Unfortunately, right now it's hideously buggy. Issue 247, a known bug with personas where the traffic light buttons disappear at times, is prominent in every window. I'd assimilate this as a feature except that it sometimes will partially paint them and sometimes not at all, so we'll have to find something that makes it better. The background colour of the window is wrong, too; it always appears inactive, so the tabs look like they're not attached to anything. Icons in the menus look totally screwed up though they appear properly in the main window, and it also has random crashes on some web pages that look like an interaction with the font code we had to hack. But it does build, it does link, and the chances of there being a TenFourFox 31ESR are now better than even money. Once the browser is halfway stable, I'm going to pull the beta and rewrite the changesets. (Ignore the Aurora livery; we don't have special TenFourFox livery for aurora builds since we rarely issue them.)
Linux users, my success is bad news for you, however: this means that bug 961488 which is preventing Firefox from running on Linux/ppc32 is Linux-specific (and possibly affects *BSD as well) because I didn't trigger it in TenFourFox. Hopefully one of you figures it out. I left a place to start looking in that bug.

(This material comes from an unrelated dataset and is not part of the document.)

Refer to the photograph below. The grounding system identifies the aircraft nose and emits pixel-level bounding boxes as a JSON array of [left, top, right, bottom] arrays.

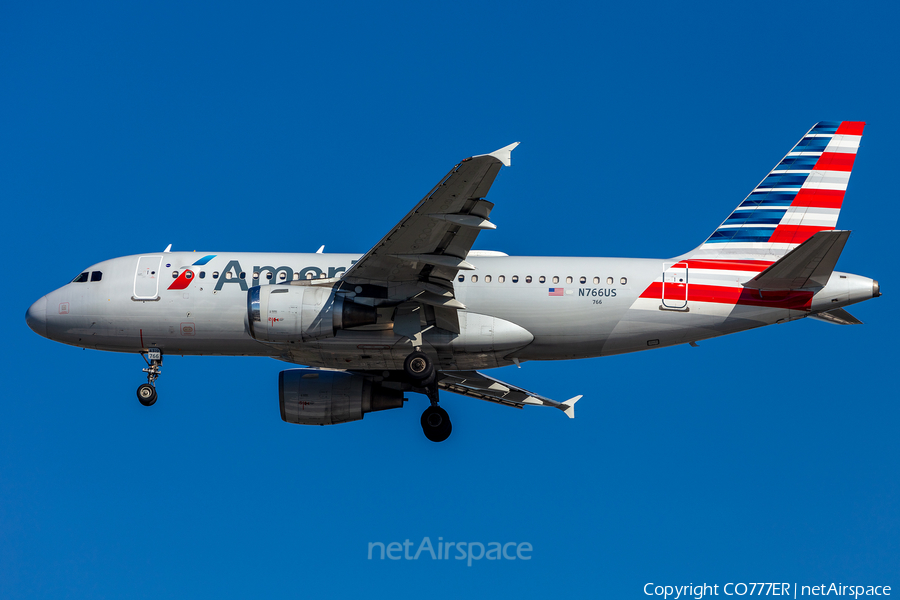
[[25, 296, 47, 337]]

While I've only used it briefly I'm pleasantly surprised to note that it doesn't perform badly, considering, since this is a debug build and only trivially optimized. It's obviously much more wasteful of screen real estate than 24, but this is what we have to live with, and there are themes to revert it for those of you who already know you won't like it. Personally, I don't like it either (on my 10.6 machine as well) because it smacks of Chrome and it's a bit gauche, but I can live with it, and there are admittedly some nice things about it.
One final note of concern: there is a problem looming on the horizon, and it's another issue with our linker (issue 266); once again, Mozilla has overbloated XUL to the point where it won't link with our tools. The offender appears to be the newly-enabled International Components for Unicode support (which isn't in 24; this doesn't have anything to do with localization per se), which increases XUL by 10-20MB and makes the linker run out of room to link branches together. Mozilla does not install ICU support on Android or FirefoxOS, which is fortunate because therefore they must allow building without it and it's not likely it will be mandatory for Firefox 31ESR either, but we'll have to deal with the problem sooner or later because other future features might bulk the browser up too. If we can't link the browser, we can't build the browser, and we'd have to drop source parity.
Speaking of FirefoxOS, I did get it installed finally on the Geeksphone Revolution, which I have since christened the Revulsion because it sucks. In spite of the lousy hardware, however, FirefoxOS isn't bad at all; I'll have a review blog post up later this week. Still waiting for one last tool to do the service work on the G5, which I will also write up since I know some of you have asked about that too.